Seqanswers Leaderboard Ad

Collapse

Announcement

Collapse
No announcement yet.
X
 
  • Filter
  • Time
  • Show
Clear All
new posts

  • #46
    Hi Brian,

    I download the newest edition (34.44) and test. It showed the same problem.

    Exception in thread "main" java.lang.RuntimeException: Unknown parameter restrictleft=25
    at jgi.BBDukF.<init>(BBDukF.java:427)
    at jgi.BBDukF.main(BBDukF.java:66)

    Thanks,

    Zheng

    Comment


    • #47
      Zheng,

      You appear to have downloaded an old version by mistake. The latest is now 34.22, and there is no 34.44 (only a 33.44); so please download 34.22 - I have verified that it is working correctly.

      Comment


      • #48
        Hi Brian,

        Some sequence has quality problelm. It may have one or two "N" or one nucleotide showed wrongly. Is it possible to count this kind sequence as the correct sequence? For example, aaggctctggattacaggat is the reference sequence. Now, is it possible to count aaggctcNggattacaggat to the same group of the reference sequence?

        Thank you,

        Zheng

        Comment


        • #49
          Hi Zheng,

          Yes, you can do this with the "hdist=1" flag, which will allow up to 1 substitution error.

          -Brian

          Comment


          • #50
            Thanks, Brian.

            Currently the max of hdist is 3. Is there a way to allow hdist=6?

            Comment


            • #51
              Zheng,

              A high value of hdist requires exponentially more time and memory to load the reference, but you can us an arbitrarily high value if you want, by adding the -da flag, which disables assertions.

              For example:

              bbduk.sh in=reads.fq outm=matched.fq ref=ref.fa k=25 hdist=6 -da

              However, the program will generate a factor of hdist^(3*K) additional kmers - for k=25 and hdist=6, taking 177,978,515,625 times as much time and memory to build the index, so that won't work. hdist=4 would probably still work though if you gave it enough memory.
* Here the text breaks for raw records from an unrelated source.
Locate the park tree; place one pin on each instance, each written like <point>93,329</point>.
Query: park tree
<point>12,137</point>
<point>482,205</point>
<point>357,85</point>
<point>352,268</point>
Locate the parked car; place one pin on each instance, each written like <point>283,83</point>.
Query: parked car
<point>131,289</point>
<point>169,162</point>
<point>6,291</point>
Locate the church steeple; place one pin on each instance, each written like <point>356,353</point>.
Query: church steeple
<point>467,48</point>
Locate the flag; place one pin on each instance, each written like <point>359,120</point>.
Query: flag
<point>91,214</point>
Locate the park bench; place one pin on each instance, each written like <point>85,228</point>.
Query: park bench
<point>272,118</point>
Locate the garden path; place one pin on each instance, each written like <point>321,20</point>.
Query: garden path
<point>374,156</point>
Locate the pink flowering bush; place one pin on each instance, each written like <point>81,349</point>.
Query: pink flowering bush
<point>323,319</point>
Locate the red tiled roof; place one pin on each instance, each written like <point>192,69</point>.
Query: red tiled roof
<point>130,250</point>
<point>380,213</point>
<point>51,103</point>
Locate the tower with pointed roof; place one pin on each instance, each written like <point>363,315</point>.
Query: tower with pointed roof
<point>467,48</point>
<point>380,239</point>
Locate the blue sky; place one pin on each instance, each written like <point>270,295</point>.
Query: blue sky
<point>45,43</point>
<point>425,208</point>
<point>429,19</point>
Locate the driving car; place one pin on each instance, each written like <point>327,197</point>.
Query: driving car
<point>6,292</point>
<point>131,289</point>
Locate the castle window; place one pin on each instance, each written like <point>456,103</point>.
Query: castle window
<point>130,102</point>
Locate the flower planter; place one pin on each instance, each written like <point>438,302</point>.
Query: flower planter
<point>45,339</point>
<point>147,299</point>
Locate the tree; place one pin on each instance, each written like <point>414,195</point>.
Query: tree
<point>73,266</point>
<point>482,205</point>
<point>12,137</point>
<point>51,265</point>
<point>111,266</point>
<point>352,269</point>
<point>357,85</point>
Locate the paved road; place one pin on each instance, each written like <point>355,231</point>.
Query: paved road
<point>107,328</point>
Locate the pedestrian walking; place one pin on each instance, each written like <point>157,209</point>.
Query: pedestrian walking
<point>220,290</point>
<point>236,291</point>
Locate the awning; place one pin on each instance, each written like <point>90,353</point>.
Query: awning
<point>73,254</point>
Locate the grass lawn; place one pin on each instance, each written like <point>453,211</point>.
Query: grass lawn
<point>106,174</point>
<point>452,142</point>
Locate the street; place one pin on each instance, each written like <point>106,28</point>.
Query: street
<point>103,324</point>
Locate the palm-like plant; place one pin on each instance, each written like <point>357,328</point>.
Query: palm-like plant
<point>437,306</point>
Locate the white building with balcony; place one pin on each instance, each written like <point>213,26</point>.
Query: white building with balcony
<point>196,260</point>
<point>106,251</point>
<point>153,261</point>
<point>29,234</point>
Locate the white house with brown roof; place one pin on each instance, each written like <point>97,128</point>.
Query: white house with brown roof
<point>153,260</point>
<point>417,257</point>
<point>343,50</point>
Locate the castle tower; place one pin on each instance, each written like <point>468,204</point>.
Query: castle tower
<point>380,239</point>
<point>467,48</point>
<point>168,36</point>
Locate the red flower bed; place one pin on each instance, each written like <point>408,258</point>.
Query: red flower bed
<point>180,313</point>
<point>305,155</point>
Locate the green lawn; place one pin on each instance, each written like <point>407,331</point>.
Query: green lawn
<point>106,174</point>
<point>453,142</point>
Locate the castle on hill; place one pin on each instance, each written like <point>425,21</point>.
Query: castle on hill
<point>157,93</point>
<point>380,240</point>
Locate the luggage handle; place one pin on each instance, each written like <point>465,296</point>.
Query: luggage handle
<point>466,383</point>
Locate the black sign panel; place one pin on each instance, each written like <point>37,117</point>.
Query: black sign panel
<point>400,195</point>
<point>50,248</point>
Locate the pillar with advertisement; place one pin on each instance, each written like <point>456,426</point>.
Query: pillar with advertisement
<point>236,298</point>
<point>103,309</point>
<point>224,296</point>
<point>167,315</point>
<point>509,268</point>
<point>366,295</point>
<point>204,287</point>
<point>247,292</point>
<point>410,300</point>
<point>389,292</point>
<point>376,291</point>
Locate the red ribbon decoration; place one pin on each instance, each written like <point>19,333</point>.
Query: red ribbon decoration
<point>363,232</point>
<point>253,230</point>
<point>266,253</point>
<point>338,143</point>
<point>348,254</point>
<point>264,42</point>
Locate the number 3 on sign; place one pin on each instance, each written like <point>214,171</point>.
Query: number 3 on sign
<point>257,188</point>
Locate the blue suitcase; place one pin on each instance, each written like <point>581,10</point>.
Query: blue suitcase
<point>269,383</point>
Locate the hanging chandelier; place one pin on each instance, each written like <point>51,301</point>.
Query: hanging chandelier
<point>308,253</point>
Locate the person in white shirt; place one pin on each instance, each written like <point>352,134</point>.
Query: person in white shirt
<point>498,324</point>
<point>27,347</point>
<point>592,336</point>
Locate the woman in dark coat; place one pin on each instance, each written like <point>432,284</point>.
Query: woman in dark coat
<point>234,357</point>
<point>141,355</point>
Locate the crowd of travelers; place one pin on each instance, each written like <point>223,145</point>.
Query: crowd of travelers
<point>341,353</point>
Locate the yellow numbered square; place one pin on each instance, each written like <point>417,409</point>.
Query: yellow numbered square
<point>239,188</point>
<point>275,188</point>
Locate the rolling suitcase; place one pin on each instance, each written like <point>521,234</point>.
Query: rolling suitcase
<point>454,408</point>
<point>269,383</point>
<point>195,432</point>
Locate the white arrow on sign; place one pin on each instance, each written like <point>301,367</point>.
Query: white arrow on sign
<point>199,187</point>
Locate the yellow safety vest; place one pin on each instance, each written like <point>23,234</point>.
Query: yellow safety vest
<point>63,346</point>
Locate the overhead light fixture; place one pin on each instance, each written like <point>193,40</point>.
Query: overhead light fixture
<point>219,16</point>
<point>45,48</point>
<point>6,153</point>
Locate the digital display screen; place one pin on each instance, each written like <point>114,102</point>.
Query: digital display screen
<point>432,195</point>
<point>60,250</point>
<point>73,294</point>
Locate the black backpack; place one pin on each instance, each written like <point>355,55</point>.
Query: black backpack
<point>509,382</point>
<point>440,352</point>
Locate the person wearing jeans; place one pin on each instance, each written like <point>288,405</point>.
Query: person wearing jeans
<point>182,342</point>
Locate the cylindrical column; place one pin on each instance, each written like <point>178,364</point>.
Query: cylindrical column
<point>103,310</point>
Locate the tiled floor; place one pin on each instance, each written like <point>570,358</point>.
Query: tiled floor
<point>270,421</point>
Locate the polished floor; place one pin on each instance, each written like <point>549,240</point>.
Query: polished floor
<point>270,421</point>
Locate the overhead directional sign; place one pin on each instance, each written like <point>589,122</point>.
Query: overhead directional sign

              One alternative is "meet in the middle". I added a new flag "qhdist" which stands for "query hamming distance", which mutates the query kmers instead of the reference kmers. So you would get equivalent results from the above command and this command:

              bbduk.sh in=reads.fq outm=matched.fq ref=ref.fa k=25 hdist=3 qhdist=3

              ...but the second command would require 421,875 times less memory, so it's feasible to run. It might be very slow, though, as it would also run 421,875 times slower than normal.

              There is one last alternative, though - I added support in BBDuk for degenerate bases at specific locations. You can use it like this:

              bbduk.sh in=reads.fq outm=matched.fq literal=NNNNNNCCCCGGGGGTTTTTAAAAA k=25 copyundefined

              With the "copyundefined" flag, a copy of each reference sequence will be made representing every valid combination of defined letter. So instead of increasing memory or time use by 6^75, it only increases them by 4^6 or 4096 which is completely reasonable, but it only allows substitutions at predefined locations. You can use the "copyundefined", "hdist", and "qhdist" flags together for a lot of flexibility - for example, hdist=2 qhdist=1 and 3 Ns in the reference would allow a hamming distance of 6 with much lower resource requirements than hdist=6. Just be sure to give BBDuk as much memory as possible.

              Edit: It might be fun to write something that handles arbitrary motifs with degenerate bases and a set number of mismatches, with no time or memory penalty. Maybe I'll do that; I'll let you know.
              Last edited by Brian Bushnell; 03-26-2015, 05:51 PM.

              Comment


              • #52
                Thanks, Brian. Very helpful.

                Comment


                • #53
                  comfuse about result

                  Hi Brian,

                  The total sequence length is 26 bp.

                  I used following command to get sequence with starting sequence "CACTTCTATAGT".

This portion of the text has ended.